Trail Blazers owner Jody Allen released a statement saying she’s focused on winning, not selling the team. It almost sounded like a message to Portland star Damian Lillard, who reportedly wants to assess the team’s direction before signing a contract extension.
But, according to a new report, Allen isn’t talking directly to Lillard at all.
Sources told The Post, there is growing disarray behind the scenes. A highly placed team staffer alleged that Jody’s “toxic behavior” — dating back to allegations of harassing bodyguards and violating US import laws — has spilled over into the management of the team.
She has also refused to talk to Blazers star player Damian Lillard, who reportedly has had issues with the way the team is being run, the team source claimed.
“Damian wanted to sit down and have a conversation with Jody about the team and she didn’t return his call. Then he tried to email her. Eventually she just never responded and put him in touch with Bert,” the source alleged. “When you own a team, there are critical key decisions to make and you should be the one involved in making the decisions.”
I’m skeptical about information like this on Lillard coming through New York, where the Knicks had seemingly been trying to pry him loose.
The only named source in the article is former Trail Blazers executive Larry Miller. Miller is now a Nike executive. Nike founder and chairman emeritus Phil Knight is trying to buy the Trail Blazers – and getting shot down by Allen. Maybe everything Miller says is accurate. But he has a conflict of interest as he argues Allen should sell the team and alleges problems in Portland.

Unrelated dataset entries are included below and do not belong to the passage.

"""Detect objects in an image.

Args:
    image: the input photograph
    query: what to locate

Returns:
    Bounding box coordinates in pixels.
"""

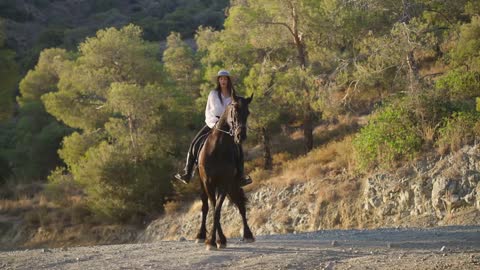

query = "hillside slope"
[139,145,480,242]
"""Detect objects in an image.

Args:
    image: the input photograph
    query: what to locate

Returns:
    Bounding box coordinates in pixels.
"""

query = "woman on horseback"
[175,70,252,186]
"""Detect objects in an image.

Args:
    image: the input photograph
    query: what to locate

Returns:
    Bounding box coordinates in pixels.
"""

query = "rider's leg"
[175,126,210,184]
[235,144,252,187]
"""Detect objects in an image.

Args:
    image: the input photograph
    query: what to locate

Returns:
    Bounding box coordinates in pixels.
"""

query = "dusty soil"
[0,226,480,270]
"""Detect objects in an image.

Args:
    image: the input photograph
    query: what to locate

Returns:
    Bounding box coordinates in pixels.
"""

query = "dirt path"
[0,226,480,270]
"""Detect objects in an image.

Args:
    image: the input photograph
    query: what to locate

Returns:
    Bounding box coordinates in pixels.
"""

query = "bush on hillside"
[353,100,422,169]
[437,112,480,154]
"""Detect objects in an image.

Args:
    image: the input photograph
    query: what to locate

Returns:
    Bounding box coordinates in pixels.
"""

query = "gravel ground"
[0,226,480,270]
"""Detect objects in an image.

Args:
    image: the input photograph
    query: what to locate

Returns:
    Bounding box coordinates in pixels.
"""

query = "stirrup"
[175,173,191,185]
[239,175,253,187]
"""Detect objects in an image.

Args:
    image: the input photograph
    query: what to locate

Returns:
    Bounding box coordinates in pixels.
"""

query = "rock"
[323,262,335,270]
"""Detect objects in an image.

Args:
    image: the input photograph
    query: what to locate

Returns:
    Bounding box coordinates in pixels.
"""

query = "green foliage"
[74,142,172,222]
[436,69,480,101]
[437,112,480,153]
[0,17,19,122]
[353,100,422,169]
[17,49,69,106]
[163,32,200,99]
[42,25,183,222]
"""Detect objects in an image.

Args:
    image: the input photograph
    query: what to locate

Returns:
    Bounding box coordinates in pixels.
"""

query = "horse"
[196,93,255,250]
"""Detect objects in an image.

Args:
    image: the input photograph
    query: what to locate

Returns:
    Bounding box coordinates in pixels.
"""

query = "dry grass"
[163,201,182,215]
[248,209,271,229]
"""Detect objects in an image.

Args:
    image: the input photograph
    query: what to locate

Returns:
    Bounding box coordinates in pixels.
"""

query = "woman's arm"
[205,91,220,128]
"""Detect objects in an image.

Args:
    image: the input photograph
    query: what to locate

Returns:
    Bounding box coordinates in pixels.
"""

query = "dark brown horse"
[197,93,255,250]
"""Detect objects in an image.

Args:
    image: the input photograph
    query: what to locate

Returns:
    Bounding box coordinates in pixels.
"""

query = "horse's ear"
[247,93,253,104]
[232,87,237,103]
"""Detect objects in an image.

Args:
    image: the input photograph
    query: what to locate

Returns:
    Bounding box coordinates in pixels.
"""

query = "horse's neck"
[216,107,230,132]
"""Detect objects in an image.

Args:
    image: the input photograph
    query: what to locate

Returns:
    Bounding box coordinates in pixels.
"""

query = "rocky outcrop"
[363,146,480,220]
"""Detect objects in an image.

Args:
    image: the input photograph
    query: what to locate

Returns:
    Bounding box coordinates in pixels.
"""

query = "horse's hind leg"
[196,187,208,243]
[229,188,255,243]
[205,192,227,250]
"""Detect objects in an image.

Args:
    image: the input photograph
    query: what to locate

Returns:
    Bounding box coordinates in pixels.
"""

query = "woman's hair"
[215,76,235,105]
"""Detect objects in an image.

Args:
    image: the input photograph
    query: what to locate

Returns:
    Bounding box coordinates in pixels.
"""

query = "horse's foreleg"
[230,188,255,243]
[196,187,208,243]
[205,185,217,250]
[214,192,227,248]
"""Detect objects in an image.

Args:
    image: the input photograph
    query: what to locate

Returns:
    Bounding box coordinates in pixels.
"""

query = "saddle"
[192,131,240,166]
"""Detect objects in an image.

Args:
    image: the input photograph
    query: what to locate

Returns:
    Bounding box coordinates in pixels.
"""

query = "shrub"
[437,112,480,154]
[353,102,422,169]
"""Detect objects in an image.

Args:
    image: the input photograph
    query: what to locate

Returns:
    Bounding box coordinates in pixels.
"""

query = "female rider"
[175,70,252,186]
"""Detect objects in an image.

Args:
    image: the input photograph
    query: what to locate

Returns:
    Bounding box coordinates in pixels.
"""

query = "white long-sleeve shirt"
[205,90,232,128]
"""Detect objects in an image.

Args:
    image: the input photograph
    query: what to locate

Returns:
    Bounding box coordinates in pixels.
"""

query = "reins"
[215,125,233,137]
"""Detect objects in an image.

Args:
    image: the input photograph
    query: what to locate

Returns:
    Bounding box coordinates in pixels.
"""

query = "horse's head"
[228,94,253,144]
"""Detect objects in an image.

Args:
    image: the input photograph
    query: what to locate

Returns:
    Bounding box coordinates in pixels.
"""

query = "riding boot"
[175,153,195,184]
[237,146,252,187]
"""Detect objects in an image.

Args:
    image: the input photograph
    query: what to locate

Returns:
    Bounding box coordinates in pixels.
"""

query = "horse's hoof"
[242,238,255,243]
[205,244,217,250]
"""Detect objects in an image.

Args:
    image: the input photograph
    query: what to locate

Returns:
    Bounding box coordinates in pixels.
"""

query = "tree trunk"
[262,127,273,170]
[407,50,419,93]
[303,109,313,153]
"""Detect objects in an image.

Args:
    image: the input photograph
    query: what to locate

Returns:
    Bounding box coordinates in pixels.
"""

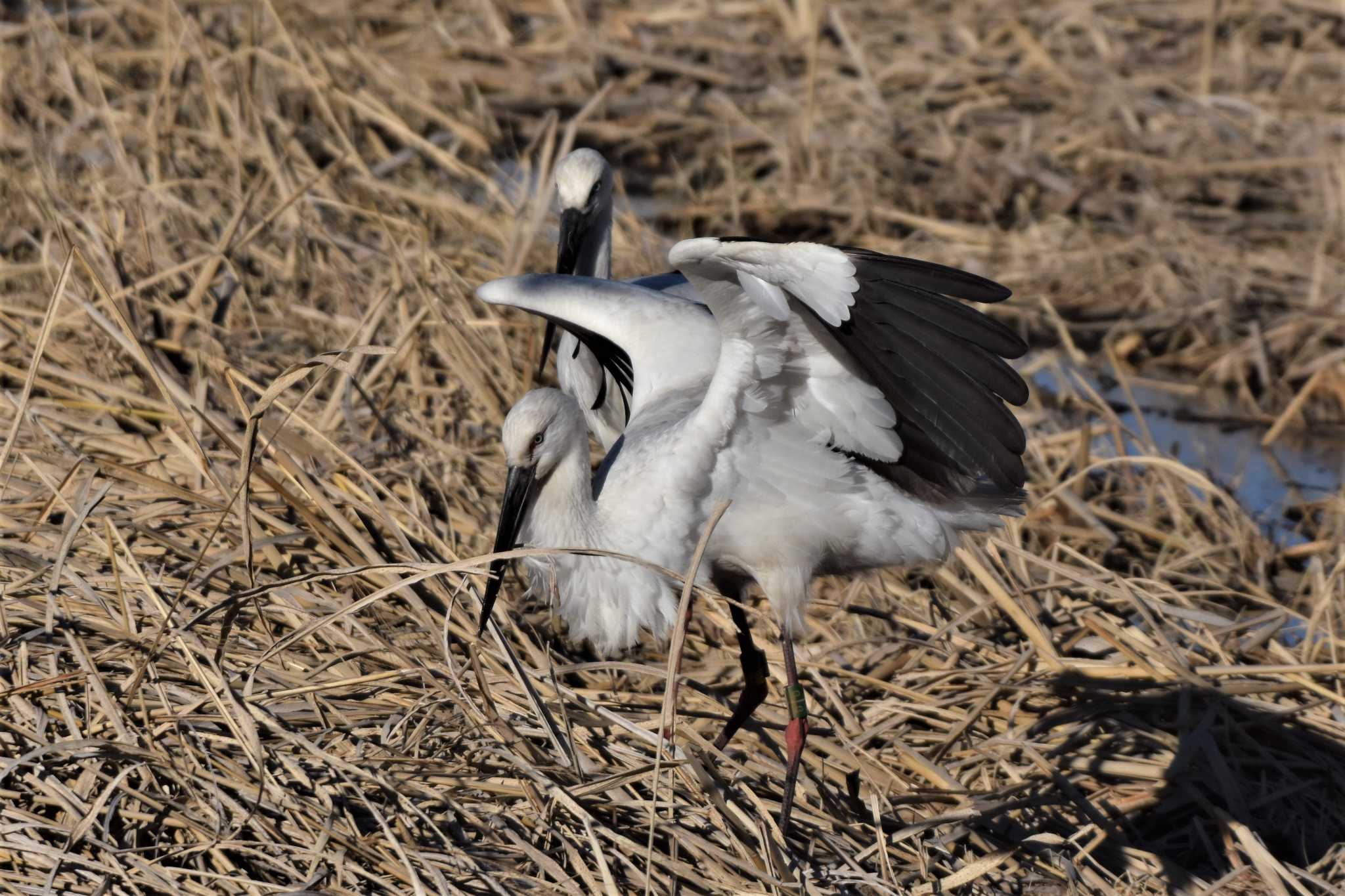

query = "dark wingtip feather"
[837,246,1013,304]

Miller brought up former Trail Blazers president Neil Olshey, whom the team fired last year for workplace misconduct. But there’s room to debate whether Olshey’s behavior reflects on Allen and therefore ongoing issues within the organization. Allen didn’t take over the team until 2018. So, most of Olshey’s tenure predated her. There’s a case Allen deserves credit for cleaning up a problem.
Along those lines, Allen never chose to buy an NBA team. She inherited the Trail Blazers from her brother, Paul Allen. It wouldn’t be shocking if she weren’t interested in conducting day-to-day basketball-operations duties – even as high level as talking with Lillard.
There’s also a theory the Trail Blazers want to move on from Lillard but don’t want to be seen as having spurned the loyal star. Maybe Allen is deliberately neglecting Lillard. He’s coming off a down season, will turn 32 next week and could get even more expensive. It might not be kind, but giving Lillard the cold shoulder isn’t totally insensible. (However, if not wanting to keep Lillard, simply not offering him a contract extension would be far more honorable – though your mileage may vary on the importance of honorability in this aspect of professional sports.)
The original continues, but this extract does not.